My photo
ALBERT B. CASUGA, a Philippine-born writer, lives in Mississauga, Ontario, Canada, where he continues to write poetry, fiction, and criticism after his retirement from teaching and serving as an elected member of his region's school board. He was nominated to the Mississauga Arts Council Literary Awards in 2007. A graduate of the Royal and Pontifical University of St. Thomas (now University of Santo Tomas, Manila. Literature and English, magna cum laude), he taught English and Literature (Criticism, Theory, and Creative Writing) at the Philippines' De La Salle University and San Beda College. He has authored books of poetry, short stories, literary theory and criticism. He has won awards for his works in Canada, the U.S.A., and the Philippines. His latest work, A Theory of Echoes and Other Poems was published February 2009 by the University of Santo Tomas Publishing House.
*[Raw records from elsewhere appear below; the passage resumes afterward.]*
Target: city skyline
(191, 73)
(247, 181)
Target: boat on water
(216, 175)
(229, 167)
His fiction and poetry were published by online literary journals Asia Writes and Coastal Poems recently. He was a Fellow at the 1972 Silliman University Writers Workshop, Philippines. As a journalist, he worked with the United Press International and wrote an art column for the defunct Philippines Herald.

Wednesday, September 7, 2011

A CODE OF SILENCE



A CODE OF SILENCE 



Let yourself down/with knotted bedsheets, gingerly, /through what used to pass for moonlight/in the age of aluminum. --- From “Sleeper Cell” by Dave Bonta, Via Negativa, 09-05-11 



Who will tell you, or know what to tell you,
what you have been pieced together for?
 

Were you not made to wait for that one call?
Words, numbers, cannot be trusted. Silence.
 

That would be your only language. Muted. Wait
in resigned silence, like the alloyed moonlight
 

slipping past your silken bivouac into another
night of waiting for a Silence on the sheets.
 

No one is on this, no codes to break were made;
nothing works except silence, suppliant/defiant. 

When your call comes, pray do not use the door,
but climb down your cell from your window sill,
 

clambering down clutching knotted sheets, like
the cat thief descending on an airborne carpet.
 

Against the obscured cookie moon, your shadow
disappears. This time, keep your grave’s silence.